Estate agents, surveyors and solicitors were among those hoping that the chancellor would extend the deadline beyond 31 March to help stimulate the housing market next year.
“We, along with others in the industry, had called on the government for an extension of the tax holiday,” said Martijn van der Heijden, chief of strategy at Habito.
But Rishi Sunak chose not to include any stamp duty changes for property buyers in yesterday’s speech.
“Understandably, the spending review focused on funding for public services in light of the ongoing Covid-19 pandemic, even if the property industry had hoped that the chancellor would use the address to provide clarity on issues such as the stamp duty holiday and proposed changes to capital gains tax,” said Neil Cobbold, chief sales officer at PayProp.
There have been widespread calls for the stamp duty holiday to be extended in recent weeks, amid fears that a high number of buyers will fail to complete before the 31 March deadline.
Rob Houghton, CEO of reallymoving, commented: “Thousands of homebuyers up and down the country are facing the prospect of missing out on the stamp duty holiday if their purchase doesn’t complete by 31st March.
“In practical terms we will see a rapid worsening of the current bottleneck in the conveyancing process as everyone rushes to complete by the deadline, with many transactions inevitably delayed as solicitors struggle to cope. This will cost buyers thousands in stamp duty they haven’t budgeted for, in many cases making the move unaffordable and causing chains to break down.”
“Extending the holiday would have helped support the housing market, promote economic activity and preserve people’s financial security at a critical time,” he added.
Although it comes as no major surprise that an extension to the stamp duty holiday was not referenced by Sunak yesterday, greater clarity is still needed with the stamp duty holiday deadline just four months away.

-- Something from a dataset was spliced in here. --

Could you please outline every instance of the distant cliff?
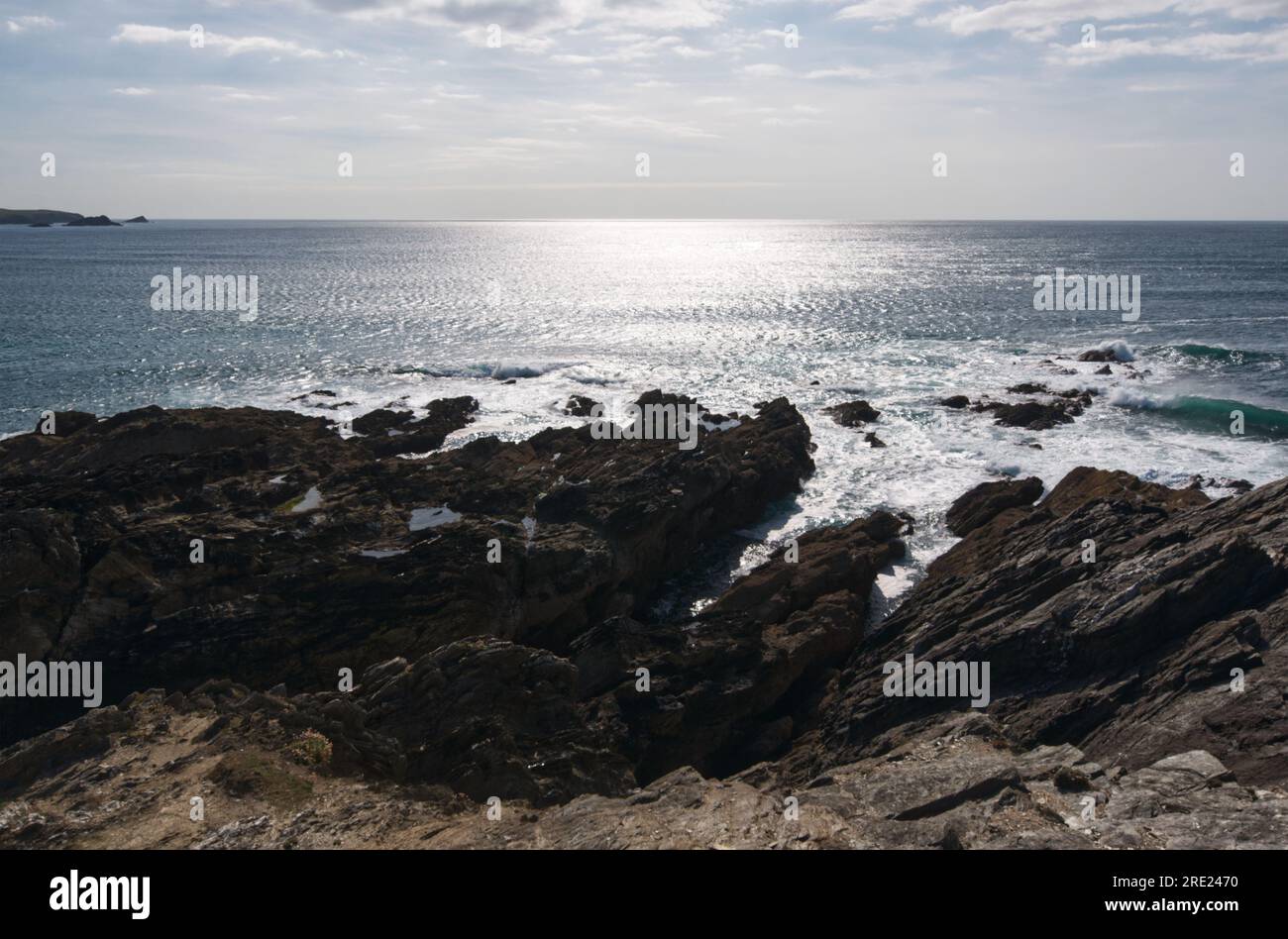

Bryan Mansell, co-Founder at Gazeal, commented: “An extension to or gradual tapering off of the stamp duty holiday would help to ensure that consumers don’t miss out on significant tax savings and the pressure on property professionals is reduced. Extra breathing space would also help the industry to work through a huge backlog of transactions built up in recent months.
“What’s more, an extension to the stamp duty holiday would help to stimulate the housing market throughout 2021 when it will be up against tough economic conditions. Further stamp duty measures could also help to avoid a sharp drop-off of property supply and demand in April.”
“Whether or not the government intends to extend the tax break beyond next March, a decision needs to be made public soon so that estate agents, conveyancers and consumers can prepare for what is ahead.”